Last Friday I had a pretty packed agenda for my day off. Amongst the swimming lesson, big food shop and house tidy was an appointment at my local doctors surgery for a smear test. I had received the letter inviting me along around Christmas and had booked up straight away for the next suitable appointment.
I know for some people smear tests (also known as cervical screening) can be a big ordeal, I am fortunate to not find them difficult, but they can literally save your life so please, once you get that invite, give the surgery a quick call or pop in and book yours in.
As I know it can be daunting if you haven’t been before, I thought I would write down a quick post giving you an insight into what happened at my routine smear test. It was my third test as they are offered routinely every three years from the age of 25.
I arrived at my local doctors surgery for my smear test appointment and was seen by a nurse rather than a doctor. The nurse was friendly and ready to put nerves at ease. I was asked if I wanted a chaperone, due to the nature of the appointment, but I declined. I don’t remember being asked this question before, but if you are nervous then you have every right to request one if you feel you want one.
After a few routine medical questions relevant to the screening such as my form of contraception being the mirena coil and roughly when my last period and smear tests were, the nurse stood up and drew the curtain around the bed area.
I was guided into the curtained area and asked to remove my underwear and lie on the bed, which had a protective sheet laid out on top. I had worn a long skirt for the appointment, which I highly recommend, but if you are wearing trousers or jeans, you will need to remove these as well.

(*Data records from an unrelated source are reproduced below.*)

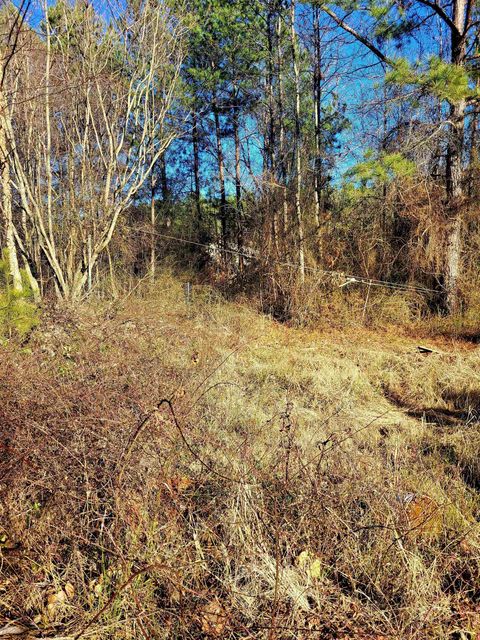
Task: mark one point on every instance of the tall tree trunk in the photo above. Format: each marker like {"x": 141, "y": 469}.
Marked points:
{"x": 7, "y": 201}
{"x": 317, "y": 97}
{"x": 196, "y": 167}
{"x": 282, "y": 168}
{"x": 238, "y": 181}
{"x": 298, "y": 145}
{"x": 221, "y": 173}
{"x": 454, "y": 172}
{"x": 153, "y": 224}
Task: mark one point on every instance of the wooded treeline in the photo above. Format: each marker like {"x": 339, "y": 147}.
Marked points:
{"x": 335, "y": 137}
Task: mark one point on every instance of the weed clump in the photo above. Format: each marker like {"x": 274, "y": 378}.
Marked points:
{"x": 18, "y": 313}
{"x": 171, "y": 470}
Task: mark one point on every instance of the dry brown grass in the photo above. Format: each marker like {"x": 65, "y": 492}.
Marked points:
{"x": 198, "y": 471}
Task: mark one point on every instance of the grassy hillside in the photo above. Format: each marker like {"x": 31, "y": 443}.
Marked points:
{"x": 199, "y": 471}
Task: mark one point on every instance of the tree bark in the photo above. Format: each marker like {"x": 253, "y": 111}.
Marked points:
{"x": 14, "y": 269}
{"x": 298, "y": 145}
{"x": 221, "y": 173}
{"x": 238, "y": 182}
{"x": 196, "y": 167}
{"x": 317, "y": 97}
{"x": 454, "y": 168}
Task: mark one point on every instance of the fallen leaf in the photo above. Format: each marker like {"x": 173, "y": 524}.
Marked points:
{"x": 69, "y": 590}
{"x": 214, "y": 619}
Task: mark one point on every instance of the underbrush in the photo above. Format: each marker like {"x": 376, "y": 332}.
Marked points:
{"x": 18, "y": 313}
{"x": 175, "y": 469}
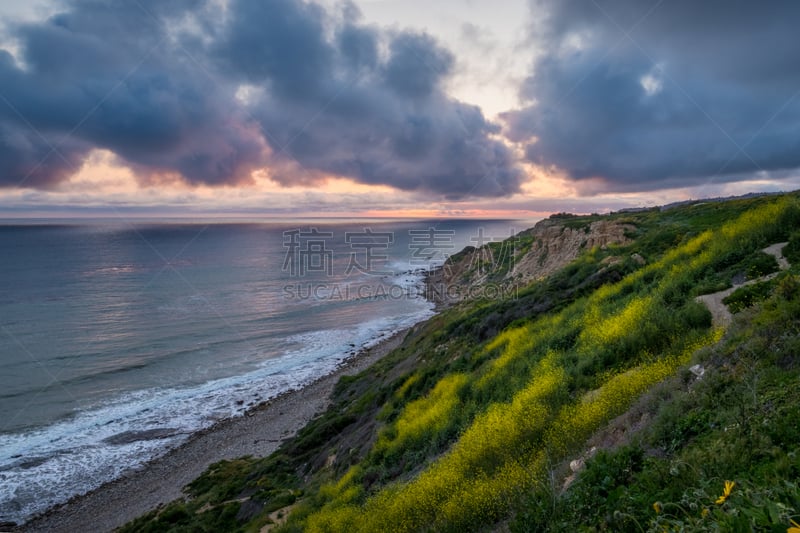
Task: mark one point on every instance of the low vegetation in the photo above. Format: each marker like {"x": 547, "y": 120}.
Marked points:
{"x": 471, "y": 424}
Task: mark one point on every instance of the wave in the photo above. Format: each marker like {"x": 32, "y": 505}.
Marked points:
{"x": 47, "y": 466}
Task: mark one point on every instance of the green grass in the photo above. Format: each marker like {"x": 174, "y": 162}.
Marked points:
{"x": 470, "y": 422}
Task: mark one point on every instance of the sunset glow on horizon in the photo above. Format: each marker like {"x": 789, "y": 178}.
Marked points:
{"x": 383, "y": 108}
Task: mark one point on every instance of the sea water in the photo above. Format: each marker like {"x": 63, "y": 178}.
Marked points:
{"x": 120, "y": 339}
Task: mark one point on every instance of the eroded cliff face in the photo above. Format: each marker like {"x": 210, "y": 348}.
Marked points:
{"x": 535, "y": 254}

Once I was ready, the nurse came into the curtained area and asked me to bend my knees out to the side and put my feet together. This position allows a clear view and access for the nurse to insert the speculum, which is small and nowhere near as scary as it sounds, however you can ask to change position if you need to, and you can also request a smaller speculum.
When inserting the speculum and opening it up inside you, it can feel slightly uncomfortable and definitely isn’t what I would describe as pleasant (my toes always curl when it is done) but it shouldn’t feel painful, although obviously everybody is different and there are reasons why some women may find the procedure a lot harder than others, both mentally and physically. If you need to, you can ask the nurse to stop at any point during the procedure. You are in control.
The nurse explained what she was doing as she went, including noting that she could see the strings of my coil, reassuring me that everything was still in place and ok for this at the same time (two birds, one stone), and letting me know how many times she would be swabbing (five, I believe) and then it was all over.
The actual process of the smear itself took under one minute and the appointment was all over in five. After the nurse had finished taking the swabs, she gently closed the speculum back up and removed it, leaving me to get cleaned up using tissue provided (they use a small amount of lubricative jelly on the speculum to make the process smoother) and dressed again whilst she got everything sorted outside of the curtain.
Before I left, I had a little chat with the nurse again. She was really friendly and made sure I knew when results would likely come back (within a month, generally). She also let me know that they have changed the way the screening is done, with everybody now being screened for the HPV virus, whereas before this was only done if there were abnormal cells recorded from the smear. This was reassuring and I was grateful for the additional information.
If you are nervous about having your smear test done, whether it is your first or not, make sure you still book it, but take along a friend or relative, and let the surgery and your nurse know in advance that you are anxious, so that they can make it as hassle free as possible for you. Cervical Cancer is a terrible disease, but early detection can minimise the risks, so book your smear test today. Don’t delay.